情報調査部 危機管理研究室

あの企業事件を振り返る

こちらのページでは広報関連の企業事件情報を掲載しております。内容は会報誌に掲載当時のものです

2008年1月 大学総長による強制わいせつ事件

最近のマスコミ報道で、パワハラ・セクハラという言葉を見聞きしない日はない。合衆国大統領ほどの権力者と言えどもセクハラ疑惑で弾劾されかねない世の中だ。 今回は、大学の創立者による強制わいせつ事件を振り返る。(文中の肩書は当時/敬称略)。

2008年1月21日、警視庁捜査一課と池袋署は東京福祉大学(本部・東京都豊島区)の中島恒雄総長を強制わいせつ容疑で逮捕した。 警視庁の調べによると、同総長は2007年2月に大学の総長室に40代の女性教員を呼び出し、無理やり体を触るなどした。

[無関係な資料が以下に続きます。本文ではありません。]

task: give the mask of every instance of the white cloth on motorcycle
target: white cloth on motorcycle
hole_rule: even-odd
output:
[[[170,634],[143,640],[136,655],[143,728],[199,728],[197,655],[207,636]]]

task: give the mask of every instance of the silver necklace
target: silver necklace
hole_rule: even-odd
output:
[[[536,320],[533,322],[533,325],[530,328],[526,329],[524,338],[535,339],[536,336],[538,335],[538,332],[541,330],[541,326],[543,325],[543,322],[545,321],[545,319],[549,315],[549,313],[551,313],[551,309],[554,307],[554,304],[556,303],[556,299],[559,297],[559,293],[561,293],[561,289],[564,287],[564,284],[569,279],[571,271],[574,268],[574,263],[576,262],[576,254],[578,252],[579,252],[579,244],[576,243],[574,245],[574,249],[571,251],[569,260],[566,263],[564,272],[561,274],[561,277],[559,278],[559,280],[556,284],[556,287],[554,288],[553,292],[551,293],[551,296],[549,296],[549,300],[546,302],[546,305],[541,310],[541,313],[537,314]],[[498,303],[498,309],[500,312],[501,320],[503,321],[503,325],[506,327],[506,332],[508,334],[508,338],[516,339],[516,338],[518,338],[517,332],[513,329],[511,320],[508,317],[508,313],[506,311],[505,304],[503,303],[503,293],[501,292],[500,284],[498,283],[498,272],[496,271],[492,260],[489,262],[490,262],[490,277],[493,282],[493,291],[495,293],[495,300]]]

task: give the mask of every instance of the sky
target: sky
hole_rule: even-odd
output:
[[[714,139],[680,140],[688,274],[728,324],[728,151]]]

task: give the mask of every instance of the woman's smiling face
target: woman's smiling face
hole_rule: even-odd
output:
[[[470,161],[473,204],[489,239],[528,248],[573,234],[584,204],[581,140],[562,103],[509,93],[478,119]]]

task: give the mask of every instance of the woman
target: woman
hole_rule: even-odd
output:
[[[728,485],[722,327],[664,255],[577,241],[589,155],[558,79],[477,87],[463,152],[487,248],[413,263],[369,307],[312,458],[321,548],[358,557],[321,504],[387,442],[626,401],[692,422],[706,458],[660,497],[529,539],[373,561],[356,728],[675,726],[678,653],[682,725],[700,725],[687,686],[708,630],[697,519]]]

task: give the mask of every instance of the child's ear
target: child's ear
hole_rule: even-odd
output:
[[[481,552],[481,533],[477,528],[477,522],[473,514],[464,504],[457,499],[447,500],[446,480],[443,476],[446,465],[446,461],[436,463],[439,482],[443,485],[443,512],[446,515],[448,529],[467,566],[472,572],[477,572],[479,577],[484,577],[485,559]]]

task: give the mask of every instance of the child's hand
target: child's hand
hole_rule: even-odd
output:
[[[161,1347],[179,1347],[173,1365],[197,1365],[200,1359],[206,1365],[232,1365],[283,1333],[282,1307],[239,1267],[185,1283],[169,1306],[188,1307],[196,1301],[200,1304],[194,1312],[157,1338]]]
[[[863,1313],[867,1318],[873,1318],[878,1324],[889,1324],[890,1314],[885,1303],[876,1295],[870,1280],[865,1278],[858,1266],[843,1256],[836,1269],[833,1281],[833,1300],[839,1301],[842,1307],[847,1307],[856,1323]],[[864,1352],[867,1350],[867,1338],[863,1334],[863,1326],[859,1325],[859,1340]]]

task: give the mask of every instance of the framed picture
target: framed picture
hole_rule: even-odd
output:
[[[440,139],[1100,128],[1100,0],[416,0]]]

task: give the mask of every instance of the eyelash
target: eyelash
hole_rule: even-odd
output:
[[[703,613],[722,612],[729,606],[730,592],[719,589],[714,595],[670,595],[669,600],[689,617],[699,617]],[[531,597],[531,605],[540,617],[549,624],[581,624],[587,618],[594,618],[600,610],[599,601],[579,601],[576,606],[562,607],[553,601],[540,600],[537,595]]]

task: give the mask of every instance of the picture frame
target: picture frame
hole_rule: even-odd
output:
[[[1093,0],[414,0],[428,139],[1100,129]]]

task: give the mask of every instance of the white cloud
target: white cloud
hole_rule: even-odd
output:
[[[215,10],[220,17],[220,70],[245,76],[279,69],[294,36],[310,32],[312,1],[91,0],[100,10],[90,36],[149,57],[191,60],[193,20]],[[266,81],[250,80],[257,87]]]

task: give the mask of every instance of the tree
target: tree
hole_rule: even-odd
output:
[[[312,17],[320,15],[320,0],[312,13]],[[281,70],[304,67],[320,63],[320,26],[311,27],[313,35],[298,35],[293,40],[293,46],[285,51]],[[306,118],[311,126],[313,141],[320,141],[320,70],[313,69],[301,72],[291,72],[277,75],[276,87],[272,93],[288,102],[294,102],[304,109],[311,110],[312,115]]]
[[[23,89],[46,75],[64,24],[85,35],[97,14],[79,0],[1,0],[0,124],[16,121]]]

この女性教員はその後退職した。 実は、この総長は1997年に理事長を務めていた別の学校法人の女性講師に暴行しようとして、強姦未遂容疑で逮捕された経歴の持ち主。 東京福祉大学は2000年に中島総長によって創立された。安土桃山時代から江戸時代に活躍した京都の豪商茶屋四郎次郎の子孫という総長は、"ワンマン経営"で大学を運営していた。

学内にこの絶対的権力者をいさめる人物はおらず、数々のわいせつ行為に対して、職員は見て見ぬふりをしていたという。 この逮捕をきっかけに、他にも被害者がいることが判明、この破廉恥総長の卑劣なやり口なども報道された。産経新聞によると派遣契約の女性教職員に対して、 破廉恥行為をした後に「黙っていれば正社員にしてあげる」、「待遇を良くしてあげる、ただし口外したら辞めてもらう」などと、隠ぺい工作にも余念がなかった。

総長の逮捕という事態に対しても大学側は、事件に対する具体的なコメントは出さず、後任の学長と理事長を発表するにとどめた。 しかも、新理事長は中島総長の母親で、総長ポストは空席のままという弥縫策だった。 東京地裁は6月、この総長に対して執行猶予の付かない2年10か月の実刑判決を下した。控訴審の東京高裁も2年の寺家系判決を下し、刑が確定した。 同総長は出所後も大学の経営に関与し、現在も、文科省から不適切な運営を指摘され続けている。